The first snow of the season fell outside my kitchen window as I baked these cookies, and by the time I sifted powdered sugar onto the rows of cooled tops with their cutout stars and other shapes, both sides of the pane had quite a snow globe feel. When you make these buttery linzer cookies and their pineapple filling, your kitchen will take on a festive feel regardless of view, though if you can time it right, there is nothing like a roaring oven for coziness during a snowstorm.
2 ½ cups flour
1 cup pecan halves
1 teaspoon baking soda
¼ teaspoon salt
1 ¼ cups butter (2 ½ sticks)
¾ cup sugar
2 egg yolks
1 teaspoon vanilla extract
20 ounce can of crushed pineapple in juice
1 cup sugar
½ cup water
While the linzertorte on which many jam-filled cookie sandwiches are based is an Austrian invention, this recipe relies on ingredients that originated in the Americas, pecans and pineapples, for a flavorful twist on a classic. A generous sprinkling of powdered sugar seems fitting for snow-filled months, but they are equally delicious on their own.

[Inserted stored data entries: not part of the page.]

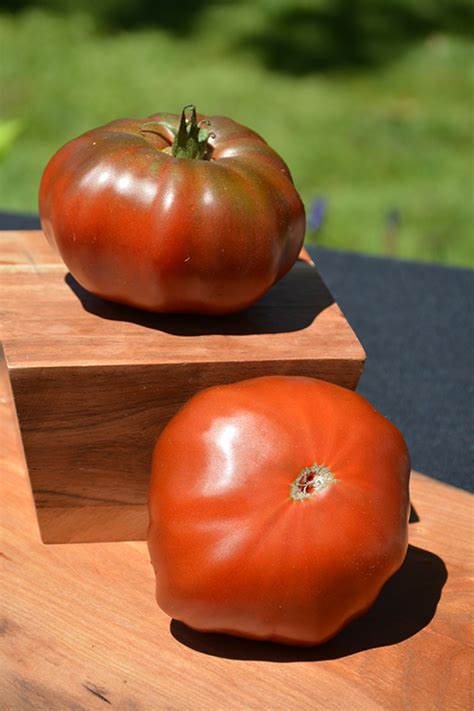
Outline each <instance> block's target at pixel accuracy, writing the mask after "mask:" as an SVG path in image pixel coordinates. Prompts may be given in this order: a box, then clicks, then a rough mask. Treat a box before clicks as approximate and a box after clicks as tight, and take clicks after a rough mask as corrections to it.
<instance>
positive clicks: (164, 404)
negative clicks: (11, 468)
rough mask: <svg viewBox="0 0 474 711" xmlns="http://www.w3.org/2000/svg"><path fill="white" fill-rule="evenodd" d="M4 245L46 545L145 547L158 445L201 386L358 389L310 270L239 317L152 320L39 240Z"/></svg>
mask: <svg viewBox="0 0 474 711" xmlns="http://www.w3.org/2000/svg"><path fill="white" fill-rule="evenodd" d="M0 240H1V241H0V244H1V245H2V247H1V254H2V257H1V260H0V274H1V294H0V297H1V299H0V300H1V305H2V341H3V347H4V350H5V361H6V365H7V368H8V373H9V376H10V380H11V385H12V390H13V394H14V398H15V403H16V410H17V415H18V420H19V425H20V429H21V434H22V439H23V446H24V450H25V455H26V460H27V464H28V469H29V474H30V480H31V486H32V490H33V496H34V500H35V504H36V510H37V516H38V521H39V525H40V529H41V535H42V538H43V541H44V542H48V543H59V542H67V541H75V542H78V541H117V540H133V539H143V538H144V537H145V533H146V526H147V512H146V499H147V486H148V476H149V468H150V458H151V453H152V450H153V446H154V443H155V441H156V438H157V437H158V435H159V433H160V431H161V430H162V428H163V427H164V425H165V424H166V422H167V421H168V420H169V419H170V417H171V416H172V415H173V414H174V413H175V412H176V410H177V409H178V408H179V407H180V406H181V405H182V404H183V403H184V402H185V401H186V400H187V399H188V398H189V397H191V395H193V394H194V393H196V392H197V391H198V390H200V389H202V388H204V387H207V386H210V385H215V384H219V383H229V382H234V381H236V380H241V379H243V378H249V377H254V376H258V375H265V374H275V373H285V374H295V375H296V374H299V375H310V376H313V377H318V378H323V379H325V380H329V381H332V382H335V383H338V384H340V385H342V386H345V387H348V388H355V387H356V385H357V382H358V380H359V377H360V374H361V372H362V368H363V365H364V360H365V353H364V351H363V348H362V347H361V345H360V343H359V341H358V340H357V337H356V336H355V334H354V333H353V331H352V329H351V328H350V326H349V324H348V323H347V321H346V319H345V318H344V316H343V314H342V313H341V311H340V309H339V307H338V306H337V304H336V303H334V299H333V298H332V296H331V294H330V293H329V291H328V289H327V288H326V286H325V285H324V283H323V282H322V280H321V278H320V276H319V275H318V272H317V270H316V269H314V268H312V267H310V266H309V265H307V264H304V263H300V262H299V263H297V264H296V265H295V266H294V268H293V269H292V270H291V272H290V273H289V274H288V275H287V276H286V277H285V278H284V279H283V280H282V281H281V282H280V283H279V284H277V285H275V286H274V287H273V289H271V291H270V292H269V293H268V294H267V295H266V296H264V297H263V298H262V299H261V300H260V301H259V302H258V303H257V304H255V305H254V306H253V307H251V308H250V309H248V310H246V311H245V312H243V313H241V314H236V315H232V316H227V317H209V318H204V317H196V316H185V315H178V316H172V315H157V314H149V313H146V312H142V311H138V310H136V309H132V308H127V307H123V306H120V305H117V304H112V303H109V302H106V301H103V300H102V299H99V298H96V297H94V296H93V295H91V294H89V293H88V292H86V291H85V290H84V289H82V287H80V286H79V284H77V282H75V280H74V279H73V278H72V276H71V275H70V274H68V272H67V270H66V268H65V267H64V265H63V264H62V262H61V260H60V259H59V257H58V256H57V255H55V254H54V253H53V252H52V251H51V250H50V248H49V247H48V245H47V243H46V240H45V239H44V237H43V235H42V233H41V232H10V233H3V234H0Z"/></svg>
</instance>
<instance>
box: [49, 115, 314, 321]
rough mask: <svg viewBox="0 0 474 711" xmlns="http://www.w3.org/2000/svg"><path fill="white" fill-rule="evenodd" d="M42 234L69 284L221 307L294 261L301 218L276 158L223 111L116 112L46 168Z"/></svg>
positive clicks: (271, 149)
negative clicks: (62, 260) (222, 113)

Begin by preparing the linzer cookie dough. Finely grind the pecans so that they will be evenly dispersed throughout the top and bottom of each finished cookie. Combine the ground pecans, flour, baking soda, and salt and set aside.
In the bowl of a standing mixer fitted with the paddle attachment, cream the softened butter and sugar until light and fluffy. Add the egg yolks and vanilla and beat until well-combined. Next add the flour mixture on low speed, stirring until just incorporated.
Divide the dough into two flattened disks, cover in plastic wrap, and chill in the refrigerator for at least 2 hours.
While the dough chills, prepare the pineapple filling by pouring the crushed pineapple and its juice into a medium saucepan. Add the sugar, water, and juice of one lime and bring to a boil. Reduce heat and simmer for about 50 minutes, until the mixture has thickened and most of the liquid has evaporated.
Use a stick blender to puree the mixture, or pour it into a blender and puree, then return to the pan. Cook over medium-high for about 5 minutes, stirring very often, until the pineapple begins to darken to a golden amber color. Remove from heat and allow to cool.
Once the cookie dough has chilled, preheat the oven to 350 degrees. Remove one disk and allow it to soften until it is capable of being rolled without breaking. Roll out on a lightly floured surface to ¼-inch thickness. Use 3-inch fluted or smooth round cookie cutters to make an even number of top and bottom pieces. Use smaller cookie cutters to cut shapes in the top pieces. Bake on parchment lined cookie sheets for about 9 minutes. Transfer to cooling racks to cool completely.
Repeat the process with the second disk of dough. Any scraps can be combined into another flattened disk, chilled for about 20 minutes, and rolled out again. As the dough is coming to an end, I like to bake some of the mini shapes for snacking.
When the cookies have cooled, spread the pineapple filling on the flat side of the bottom pieces. Dust the tops with powdered sugar and combine to form sandwiches. Makes about 24 cookies and quite a few mini shapes.